Mit weniger Bauern verkauft auch der Landmaschinenhandel immer weniger



„Trotz derzeit ungünstiger Voraussetzungen auf dem Landmaschinenmarkt gibt es viele junge Menschen, die sich für die Ausbildung in Landmaschinentechnik und Metalltechnik interessieren, und das noch umso mehr, wenn man sämtliche Lehrberufe rund um Technologie dazurechnet“, stellt Engelbert Pruckner, Obmann der Fachgruppe Maschinen- und Technologiehandel in der NÖ Wirtschaftskammer, gegenüber dem NÖ Wirtschaftspressedienst fest. Nachwuchsprobleme hat diese Branche vor allem deshalb nicht, da vielfältige Arbeitsmöglichkeiten bestehen und es nicht nur den Handel gibt, sondern auch das Gewerbe.

Weil das Interesse an der Branche ungebrochen ist, aber die Rahmenbedingungen schwierig sind, ist das für Pruckner ein Grund, sich klar für die Pflichtmitgliedschaft bei der Wirtschaftskammer auszusprechen: „Unsere Mitglieder zahlen 49 Euro im Jahr. In Deutschland zahlen die Kollegen das Vielfache.
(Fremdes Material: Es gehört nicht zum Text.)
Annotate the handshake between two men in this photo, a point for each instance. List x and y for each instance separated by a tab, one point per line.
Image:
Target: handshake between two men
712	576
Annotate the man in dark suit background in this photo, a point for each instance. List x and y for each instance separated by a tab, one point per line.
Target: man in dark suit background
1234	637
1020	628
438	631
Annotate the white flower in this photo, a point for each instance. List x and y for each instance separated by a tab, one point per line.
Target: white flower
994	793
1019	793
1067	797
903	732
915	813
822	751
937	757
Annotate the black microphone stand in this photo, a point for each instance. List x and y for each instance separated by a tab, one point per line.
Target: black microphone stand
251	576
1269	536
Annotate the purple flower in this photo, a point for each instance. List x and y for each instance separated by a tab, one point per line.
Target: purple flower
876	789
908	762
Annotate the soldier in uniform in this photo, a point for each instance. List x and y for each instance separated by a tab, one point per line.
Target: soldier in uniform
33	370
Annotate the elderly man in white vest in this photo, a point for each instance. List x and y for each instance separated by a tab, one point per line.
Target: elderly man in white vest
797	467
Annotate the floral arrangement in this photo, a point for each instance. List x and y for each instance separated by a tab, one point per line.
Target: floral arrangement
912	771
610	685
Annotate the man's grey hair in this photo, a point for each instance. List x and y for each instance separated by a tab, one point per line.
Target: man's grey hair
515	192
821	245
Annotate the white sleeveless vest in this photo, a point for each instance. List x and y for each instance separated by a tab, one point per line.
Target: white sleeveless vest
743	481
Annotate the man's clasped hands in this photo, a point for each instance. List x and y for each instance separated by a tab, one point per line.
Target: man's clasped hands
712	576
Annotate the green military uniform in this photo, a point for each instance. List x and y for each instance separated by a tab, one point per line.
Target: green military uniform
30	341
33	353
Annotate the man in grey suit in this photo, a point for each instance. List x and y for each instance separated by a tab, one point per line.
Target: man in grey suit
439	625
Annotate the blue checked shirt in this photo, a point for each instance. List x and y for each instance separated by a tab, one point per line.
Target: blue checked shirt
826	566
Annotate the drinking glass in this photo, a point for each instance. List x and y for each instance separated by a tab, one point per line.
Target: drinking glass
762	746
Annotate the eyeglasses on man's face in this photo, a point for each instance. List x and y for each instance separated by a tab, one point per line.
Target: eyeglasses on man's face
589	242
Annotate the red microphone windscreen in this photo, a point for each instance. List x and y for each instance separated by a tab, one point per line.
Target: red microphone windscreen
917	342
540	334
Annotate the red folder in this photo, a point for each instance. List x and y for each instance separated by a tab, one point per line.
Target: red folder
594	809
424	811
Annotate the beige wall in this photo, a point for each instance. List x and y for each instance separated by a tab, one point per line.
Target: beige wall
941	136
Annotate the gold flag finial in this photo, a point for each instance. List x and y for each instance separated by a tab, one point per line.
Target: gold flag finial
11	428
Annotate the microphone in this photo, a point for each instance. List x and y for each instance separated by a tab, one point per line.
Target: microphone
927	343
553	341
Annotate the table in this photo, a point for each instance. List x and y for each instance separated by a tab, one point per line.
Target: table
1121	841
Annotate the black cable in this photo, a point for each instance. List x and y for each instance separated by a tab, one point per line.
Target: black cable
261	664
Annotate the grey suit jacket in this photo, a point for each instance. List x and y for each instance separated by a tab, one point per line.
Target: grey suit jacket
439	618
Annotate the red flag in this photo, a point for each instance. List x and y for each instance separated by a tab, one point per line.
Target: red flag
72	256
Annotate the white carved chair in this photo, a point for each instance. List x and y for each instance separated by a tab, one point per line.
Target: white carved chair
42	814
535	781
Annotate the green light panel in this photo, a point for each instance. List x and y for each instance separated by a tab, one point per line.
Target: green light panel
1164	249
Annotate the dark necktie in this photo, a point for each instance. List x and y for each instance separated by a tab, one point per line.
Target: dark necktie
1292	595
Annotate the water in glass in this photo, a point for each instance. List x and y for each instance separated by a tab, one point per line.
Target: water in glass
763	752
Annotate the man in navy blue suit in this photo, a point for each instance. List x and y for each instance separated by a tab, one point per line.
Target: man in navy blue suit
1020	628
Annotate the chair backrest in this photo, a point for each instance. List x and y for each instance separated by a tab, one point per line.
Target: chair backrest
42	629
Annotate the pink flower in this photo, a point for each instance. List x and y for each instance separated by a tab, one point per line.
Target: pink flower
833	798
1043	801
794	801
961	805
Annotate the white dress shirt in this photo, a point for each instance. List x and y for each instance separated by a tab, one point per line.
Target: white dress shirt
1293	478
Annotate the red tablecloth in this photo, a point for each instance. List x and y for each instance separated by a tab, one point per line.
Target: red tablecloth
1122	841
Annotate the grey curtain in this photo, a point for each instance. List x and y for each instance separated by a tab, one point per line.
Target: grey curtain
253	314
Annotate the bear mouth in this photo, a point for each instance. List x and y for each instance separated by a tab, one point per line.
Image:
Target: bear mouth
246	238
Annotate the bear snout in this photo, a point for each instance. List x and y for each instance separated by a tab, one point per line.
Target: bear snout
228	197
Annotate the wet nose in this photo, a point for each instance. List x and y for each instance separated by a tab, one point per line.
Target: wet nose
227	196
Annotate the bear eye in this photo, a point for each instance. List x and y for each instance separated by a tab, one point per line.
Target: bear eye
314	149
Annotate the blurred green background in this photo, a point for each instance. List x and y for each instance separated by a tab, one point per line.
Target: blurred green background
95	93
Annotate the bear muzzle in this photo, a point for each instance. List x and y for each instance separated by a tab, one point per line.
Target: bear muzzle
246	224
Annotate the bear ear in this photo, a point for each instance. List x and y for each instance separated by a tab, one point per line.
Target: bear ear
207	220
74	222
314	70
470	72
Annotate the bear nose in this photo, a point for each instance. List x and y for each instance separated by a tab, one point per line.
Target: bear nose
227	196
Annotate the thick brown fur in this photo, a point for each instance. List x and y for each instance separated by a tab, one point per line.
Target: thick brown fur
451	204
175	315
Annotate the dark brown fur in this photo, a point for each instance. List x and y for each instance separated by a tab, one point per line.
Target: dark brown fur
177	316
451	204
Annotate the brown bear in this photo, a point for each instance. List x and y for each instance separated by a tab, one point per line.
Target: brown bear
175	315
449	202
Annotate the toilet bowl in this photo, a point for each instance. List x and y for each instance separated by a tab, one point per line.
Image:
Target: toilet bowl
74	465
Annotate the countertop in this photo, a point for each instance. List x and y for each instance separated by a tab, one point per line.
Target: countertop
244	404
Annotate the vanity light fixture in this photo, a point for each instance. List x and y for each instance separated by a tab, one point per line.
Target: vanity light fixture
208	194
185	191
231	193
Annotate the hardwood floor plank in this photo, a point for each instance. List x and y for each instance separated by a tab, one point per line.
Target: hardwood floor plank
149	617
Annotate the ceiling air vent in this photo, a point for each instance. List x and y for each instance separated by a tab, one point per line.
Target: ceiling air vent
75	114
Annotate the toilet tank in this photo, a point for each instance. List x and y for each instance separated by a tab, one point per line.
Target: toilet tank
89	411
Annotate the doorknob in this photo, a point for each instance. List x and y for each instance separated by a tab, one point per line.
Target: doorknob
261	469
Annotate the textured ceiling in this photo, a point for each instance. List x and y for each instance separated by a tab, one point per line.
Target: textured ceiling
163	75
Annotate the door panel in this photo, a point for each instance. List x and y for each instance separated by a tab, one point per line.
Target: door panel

Für diese 49 Euro setzen wir uns in Kollektivvertragsverhandlungen für faire Gehälter ein, und wir können mit einer Stimme sprechen. Das gibt uns gerade in einer Branche wie dem Maschinenhandel einen Auftrieb.“

Scharf jedoch wird seine Kritik, wenn es um die gesellschaftliche und politische Anerkennung seines Gewerbes geht. „Der Handel ist grundsätzlich nicht gewollt“, sagt er. „Wir Händler leben von 0,8 Prozent, und das bei stark rückläufigen Verkäufen im Maschinenfachhandel. Die Umsätze werden regelmäßig weniger, und von Gewinn kann kaum mehr die Rede sein.“ Beispielsweise seien vor fünf Jahren in ganz Österreich 8.000 Traktoren verkauft worden, zuletzt waren es nur mehr 4.000. Niederösterreich liege zwar hier im österreichischen Durchschnitt, was aber insofern dramatischer sei, als es das größte Agrarland unter den Bundesländern ist und hier auch ein größerer Bedarf an landwirtschaftlichen Maschinen bestehe.

„Gerade in der Branche Maschinen- und Technologiefachhandelt kommt es immer wieder vor, dass einige Händler teurer einkaufen, als sie ihre Produkte verkaufen können. Das hat einen klaren Grund“, sagt Pruckner. „Eigentümerfamilien verkaufen ihre Maschinen direkt als unmittelbare Mitbewerber des Händlers, können sie aber im Durchschnitt um ein Drittel billiger anbieten. Dabei hätte ein Verkauf vor Ort an den Händler schon klare Vorteile. Dieser kennt genau die Bedürfnisse seines Kunden, und kann auch Probleme direkt vor Ort lösen und damit auch viel rascher handeln.“ (jm)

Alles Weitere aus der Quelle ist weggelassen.